I still use two fingers for 120 volts. a meter for unknown or 277. Find it impossible to wear gloves at work.


----------



## Lone Crapshooter (Nov 8, 2008)

If a person knows how to work they are not going to get hurt. Yes they will get small scrapes and the like but most of the mechanics I work with know what they can and cant do. 
Let me decide when I where gloves.


----------



## RIVETER (Sep 26, 2009)

Lone Crapshooter said:


> I cautioned a contractor today about checking for voltage wile wearing Kevlar gloves. The ones he had on had rubber palms of some type I explained to him that if there was a flash that those gloves would probably melt. I explained to the foreman my concern and he told me that he had really never given that a thought.
> 
> He also told me that his crews prefer the Kevlar gloves because of the tight fit . They claim that it is easier to handle small parts with the Kevlar gloves. I can believe that.
> 
> ...


Yes, I have.


----------



## chrisfnl (Sep 13, 2010)

It's no different then any other PPE... if you don't wear it regularly, when you do, it'll be awkward...
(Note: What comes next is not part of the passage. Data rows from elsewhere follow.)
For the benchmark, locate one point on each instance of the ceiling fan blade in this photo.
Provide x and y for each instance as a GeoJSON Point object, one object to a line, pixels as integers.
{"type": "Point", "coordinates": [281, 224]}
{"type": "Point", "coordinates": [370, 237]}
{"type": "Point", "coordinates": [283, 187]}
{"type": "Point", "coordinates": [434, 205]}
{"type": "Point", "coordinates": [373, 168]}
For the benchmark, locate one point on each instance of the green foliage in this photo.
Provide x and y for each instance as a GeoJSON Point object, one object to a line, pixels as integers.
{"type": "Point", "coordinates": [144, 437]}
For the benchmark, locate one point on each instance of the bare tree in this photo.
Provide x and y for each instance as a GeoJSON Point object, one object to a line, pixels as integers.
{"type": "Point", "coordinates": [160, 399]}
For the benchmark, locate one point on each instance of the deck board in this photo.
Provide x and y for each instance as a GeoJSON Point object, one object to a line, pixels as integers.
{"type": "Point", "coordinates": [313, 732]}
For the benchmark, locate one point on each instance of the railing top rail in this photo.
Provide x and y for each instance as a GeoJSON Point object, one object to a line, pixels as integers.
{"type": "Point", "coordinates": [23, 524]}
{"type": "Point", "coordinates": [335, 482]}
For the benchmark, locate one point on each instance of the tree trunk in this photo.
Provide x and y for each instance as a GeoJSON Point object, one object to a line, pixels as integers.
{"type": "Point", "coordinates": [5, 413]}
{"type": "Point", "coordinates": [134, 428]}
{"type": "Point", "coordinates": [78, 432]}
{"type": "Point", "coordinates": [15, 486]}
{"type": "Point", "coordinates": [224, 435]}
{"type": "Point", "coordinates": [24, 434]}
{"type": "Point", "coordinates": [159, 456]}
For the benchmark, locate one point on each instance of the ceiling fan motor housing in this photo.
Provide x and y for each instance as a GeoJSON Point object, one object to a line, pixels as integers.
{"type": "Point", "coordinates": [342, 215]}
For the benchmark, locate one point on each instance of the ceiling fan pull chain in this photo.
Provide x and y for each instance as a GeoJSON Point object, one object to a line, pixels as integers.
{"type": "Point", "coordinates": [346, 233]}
Get a pair of gloves that fits, wear them, work in them, you'll be fine.

Why Kevlar though? Unless kevlar is mandatory, why not all leather? Better fit and easier to work in then kevlar, no melting hazard...


----------



## gold (Feb 15, 2008)

Shockdoc said:


> I still use two fingers for 120 volts. a meter for unknown or 277. Find it impossible to wear gloves at work.


I want to say thats the dumbest thing You have ever posted. But it probably isn't.


----------



## BBQ (Nov 16, 2010)

Lone Crapshooter said:


> I am not a big fan of a mandatory glove policy I say make every man have a pair of gloves but let him decide when he needs them . I don't like some keyboard jockey that has never worked a day in their life at a trade telling me that know what is best for me.


Having been in the field for almost 30 years and now often an office keyboard jokey I can tell you we don't require gloves because we are trying to tell the employee what is best for them, we are having them wear gloves because it is best for the company.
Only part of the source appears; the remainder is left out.